When asked about her learning journey thus far, Dr Huang has some quotes to share, “Finding the right research topic means first finding the itch that irritates you. Find that itch! - This is the advice by a great research mentor from our MCI programme, Assoc Prof Allen Yeoh. Another mentor shared that research is like climbing mountains, there may be unexpected challenges but one must be prepared at the outset that these will happen, and aim for and scale each peak, one at a time. Last but not least, one of my favourites is from my MCI lecturer who asked - So when should you start writing the grant abstract? – one of the student’s answered Yesterday!”.
NMRC Research Training Fellowship
Dr Chong Jun Hua, Associate Consultant, Department of Cardiology
Dr Chong presenting on Cardio-Oncology, an area she is passionate about, at the Inaugural Asian Cardio-Oncology Society conference series.
“Research and clinical pursuits should go hand-in-hand,” expressed Dr Chong Jun Hua. “A well-versed clinician will be able to identify pain points and pressing patient needs for research that can achieve the largest clinical impact. Increased research uptake among clinicians in Singapore will also maintain our healthcare standing, alongside the best international centres.”
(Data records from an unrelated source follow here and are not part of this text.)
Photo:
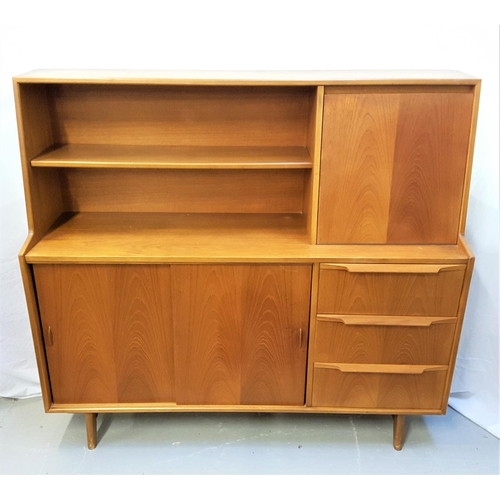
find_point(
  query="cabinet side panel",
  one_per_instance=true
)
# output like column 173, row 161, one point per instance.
column 429, row 167
column 356, row 167
column 76, row 316
column 275, row 325
column 207, row 325
column 143, row 338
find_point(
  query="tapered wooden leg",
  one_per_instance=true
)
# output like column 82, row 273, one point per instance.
column 91, row 421
column 398, row 432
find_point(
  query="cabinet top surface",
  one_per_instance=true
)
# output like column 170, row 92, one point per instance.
column 162, row 77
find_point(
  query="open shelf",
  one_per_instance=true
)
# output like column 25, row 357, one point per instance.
column 127, row 237
column 173, row 157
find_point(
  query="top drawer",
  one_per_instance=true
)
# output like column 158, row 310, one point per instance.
column 399, row 289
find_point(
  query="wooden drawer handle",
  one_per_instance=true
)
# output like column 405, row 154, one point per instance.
column 383, row 369
column 359, row 320
column 393, row 268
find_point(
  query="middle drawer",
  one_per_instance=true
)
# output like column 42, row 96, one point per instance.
column 383, row 340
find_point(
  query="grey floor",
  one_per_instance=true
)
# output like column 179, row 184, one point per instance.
column 35, row 443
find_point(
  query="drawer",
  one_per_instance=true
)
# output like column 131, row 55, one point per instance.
column 384, row 387
column 390, row 289
column 411, row 340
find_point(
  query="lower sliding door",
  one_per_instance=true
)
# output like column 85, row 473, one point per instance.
column 107, row 332
column 241, row 333
column 185, row 334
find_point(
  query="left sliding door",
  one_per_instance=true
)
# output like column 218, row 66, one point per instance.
column 107, row 332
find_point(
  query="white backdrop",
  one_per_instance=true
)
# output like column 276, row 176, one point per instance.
column 259, row 35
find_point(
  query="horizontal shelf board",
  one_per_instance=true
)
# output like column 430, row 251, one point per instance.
column 91, row 237
column 163, row 77
column 174, row 157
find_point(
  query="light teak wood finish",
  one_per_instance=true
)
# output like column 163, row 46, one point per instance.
column 393, row 166
column 288, row 242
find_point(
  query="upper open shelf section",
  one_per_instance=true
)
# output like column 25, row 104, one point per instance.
column 171, row 127
column 174, row 157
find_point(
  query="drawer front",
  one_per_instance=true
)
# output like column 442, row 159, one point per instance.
column 349, row 339
column 390, row 289
column 341, row 388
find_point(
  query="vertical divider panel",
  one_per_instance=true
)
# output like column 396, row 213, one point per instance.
column 312, row 334
column 312, row 177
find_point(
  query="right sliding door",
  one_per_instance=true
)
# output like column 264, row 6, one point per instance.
column 393, row 164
“I am investigating how new pharmaceutical strategies can reduce the size of heart attacks. Concurrently, I am also trying to speed up the analysis time of cardiac MRI (magnetic resonance imaging) scans through artificial intelligence so as to save clinicians' time, and provide patients with timely and accurate diagnosis. I am also a passionate advocate for Cardio-Oncology patients and I believe that this under-represented group will benefit from targeted clinical trials that will guide evidence-based management,” shared Dr Chong.
While embarking on her fellowship, Dr Chong hopes to develop skills and networks to perform meaningful translational research. She shared that her wish is to add to the scientific understanding of cardiac disease through rigorous analysis and write-up, and hopes to form a growing support group of other clinicians who are considering pursuing this clinical-research path.
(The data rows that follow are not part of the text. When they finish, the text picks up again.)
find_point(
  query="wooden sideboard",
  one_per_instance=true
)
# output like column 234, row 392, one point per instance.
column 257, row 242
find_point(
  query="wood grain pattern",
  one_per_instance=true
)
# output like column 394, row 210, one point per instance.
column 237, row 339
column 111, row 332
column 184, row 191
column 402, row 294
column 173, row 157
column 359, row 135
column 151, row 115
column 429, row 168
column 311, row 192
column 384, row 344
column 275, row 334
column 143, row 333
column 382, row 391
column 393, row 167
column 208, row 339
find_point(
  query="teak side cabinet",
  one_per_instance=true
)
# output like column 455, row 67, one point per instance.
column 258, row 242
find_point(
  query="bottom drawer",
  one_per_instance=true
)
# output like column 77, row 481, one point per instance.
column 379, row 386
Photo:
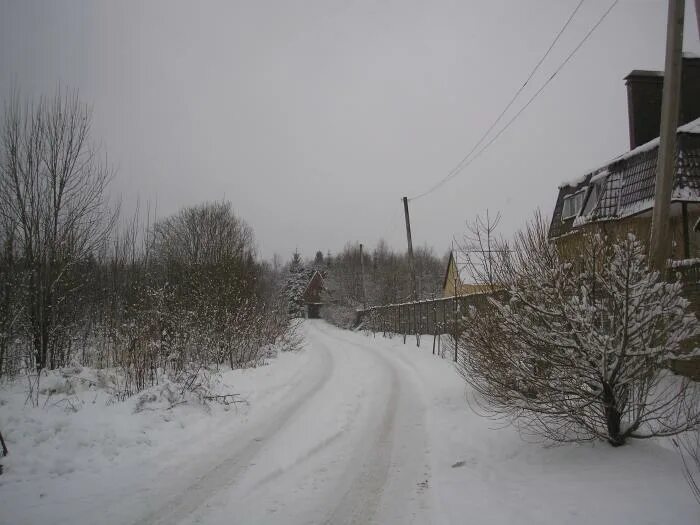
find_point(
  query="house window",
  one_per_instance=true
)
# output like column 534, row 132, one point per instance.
column 572, row 204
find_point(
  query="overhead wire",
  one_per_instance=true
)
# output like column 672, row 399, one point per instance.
column 468, row 159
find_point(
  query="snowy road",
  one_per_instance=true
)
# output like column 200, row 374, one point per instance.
column 347, row 446
column 352, row 429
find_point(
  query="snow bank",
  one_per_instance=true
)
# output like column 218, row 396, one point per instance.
column 79, row 451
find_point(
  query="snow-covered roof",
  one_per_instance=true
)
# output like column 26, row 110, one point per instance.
column 691, row 128
column 627, row 185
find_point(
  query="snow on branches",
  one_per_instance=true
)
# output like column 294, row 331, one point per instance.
column 578, row 346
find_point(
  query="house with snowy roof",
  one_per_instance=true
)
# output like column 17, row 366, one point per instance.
column 312, row 295
column 457, row 279
column 618, row 197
She added, “I believe that the best researchers live and breathe research, they are constantly on the look-out for how to add value through clinical impact. Perhaps the infamous bench-to-bedside ‘valley of death’ will truly be bridged when clinician researchers become mainstream and lead coordination of our other valuable colleagues including scientists, epidemiologists, public health/health systems experts and engineers.”
"Be authentic and follow your instincts. While I’m still discovering the ingredients for a successful research career, here are some of the insights I have gathered in my journey so far: Be brave and always venture beyond your comfort zone because research is outward-looking and inclusive. Success often means having to fail fast and fail often, because nothing succeeds like failure.”
Wise insights by our enterprising researchers – we wish you all the best in your explorations!